The State Council, the highest authority in China, which met Wednesday, also urged local city authorities to apply price ceilings on newly constructed homes and projects.
A statement from the Council revealed that a taxation system was currently operating only in Shanghai and Chongqing at rates of between 0.5 per cent and 1.2 per cent.
The Council hoped to expand the current system to other cities as China’s urbanization keeps apace with its forecast 8 per cent GDP growth in 2013.
As Beijing strategists express optimism about the strengthening of the middle class and growth in wealth in rural areas there are fears that housing may not continue to be affordable.
In early January, the ministry of commerce’s data on domestic consumption and investment in China remained steady and helped maintain the momentum of China’s booming construction industry.

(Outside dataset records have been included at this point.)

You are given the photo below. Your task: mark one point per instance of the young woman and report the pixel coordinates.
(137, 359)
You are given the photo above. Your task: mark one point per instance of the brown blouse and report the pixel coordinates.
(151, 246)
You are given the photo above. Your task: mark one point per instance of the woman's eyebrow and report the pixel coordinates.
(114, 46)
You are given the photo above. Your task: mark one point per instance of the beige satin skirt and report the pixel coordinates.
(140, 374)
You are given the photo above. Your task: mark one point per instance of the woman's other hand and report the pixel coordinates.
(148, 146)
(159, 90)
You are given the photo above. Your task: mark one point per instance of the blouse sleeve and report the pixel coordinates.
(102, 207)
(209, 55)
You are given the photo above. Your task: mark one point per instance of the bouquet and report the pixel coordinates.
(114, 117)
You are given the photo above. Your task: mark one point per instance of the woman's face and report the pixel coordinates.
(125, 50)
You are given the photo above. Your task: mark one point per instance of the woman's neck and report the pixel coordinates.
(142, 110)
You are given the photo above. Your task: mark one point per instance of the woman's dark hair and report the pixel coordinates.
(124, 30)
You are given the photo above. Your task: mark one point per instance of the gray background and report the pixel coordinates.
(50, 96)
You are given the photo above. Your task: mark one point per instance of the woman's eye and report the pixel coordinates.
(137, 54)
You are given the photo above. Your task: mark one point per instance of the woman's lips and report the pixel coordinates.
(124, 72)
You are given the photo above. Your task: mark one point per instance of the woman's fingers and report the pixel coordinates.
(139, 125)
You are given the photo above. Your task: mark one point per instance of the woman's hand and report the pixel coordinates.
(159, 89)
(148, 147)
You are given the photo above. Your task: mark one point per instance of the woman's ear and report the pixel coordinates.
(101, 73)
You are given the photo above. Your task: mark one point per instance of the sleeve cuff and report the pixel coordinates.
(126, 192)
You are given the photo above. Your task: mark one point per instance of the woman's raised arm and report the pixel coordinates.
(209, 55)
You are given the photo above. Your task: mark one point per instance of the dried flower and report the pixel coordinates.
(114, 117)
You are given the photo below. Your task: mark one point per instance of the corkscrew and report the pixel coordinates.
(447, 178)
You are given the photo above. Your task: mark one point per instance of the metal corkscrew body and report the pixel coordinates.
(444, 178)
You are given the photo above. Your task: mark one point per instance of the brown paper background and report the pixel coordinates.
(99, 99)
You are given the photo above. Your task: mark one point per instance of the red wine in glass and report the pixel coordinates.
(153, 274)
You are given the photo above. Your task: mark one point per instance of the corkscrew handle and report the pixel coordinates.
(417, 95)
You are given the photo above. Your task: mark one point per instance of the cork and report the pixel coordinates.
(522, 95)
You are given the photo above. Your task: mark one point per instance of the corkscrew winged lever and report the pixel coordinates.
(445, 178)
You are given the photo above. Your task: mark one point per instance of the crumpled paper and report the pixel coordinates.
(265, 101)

The growth in rural wealth is also due to China’s urbanisation policies; migrant workers have been able to pay more thanks to jobs on construction sites of emerging mid-size cities.
The Council’s statements on taxation this week are synonymous with earlier government efforts to narrow the income gap to ensure social justice and social harmony.
“We need to raise income levels of the poor and adjust taxes on the excessively wealthy,” the Council said in October 2012.
The Council’s statement follows up on the achievements of a task force established in October 2010 to study income distribution reforms.
According to recommendations from the National Development and Reform Commission, the ministry of finance and the ministry of human resources and social security, authorities launched a programme to “boost national incomes, deepen reforms on the income distribution system and enable people to share the country’s development achievements”.
Chinese officials say their goal is to double 2010 gross domestic output and per capita income for both urban and rural residents by 2020.
The government will also focus on enhancing and making more affordable low-income housing; a statement announced that 6.01 million affordable units had been completed with another 5.6 million having undergone renovation.
The State Council hopes to complete construction of a further 25 million low-income housing units by 2015 at a price of $37 billion.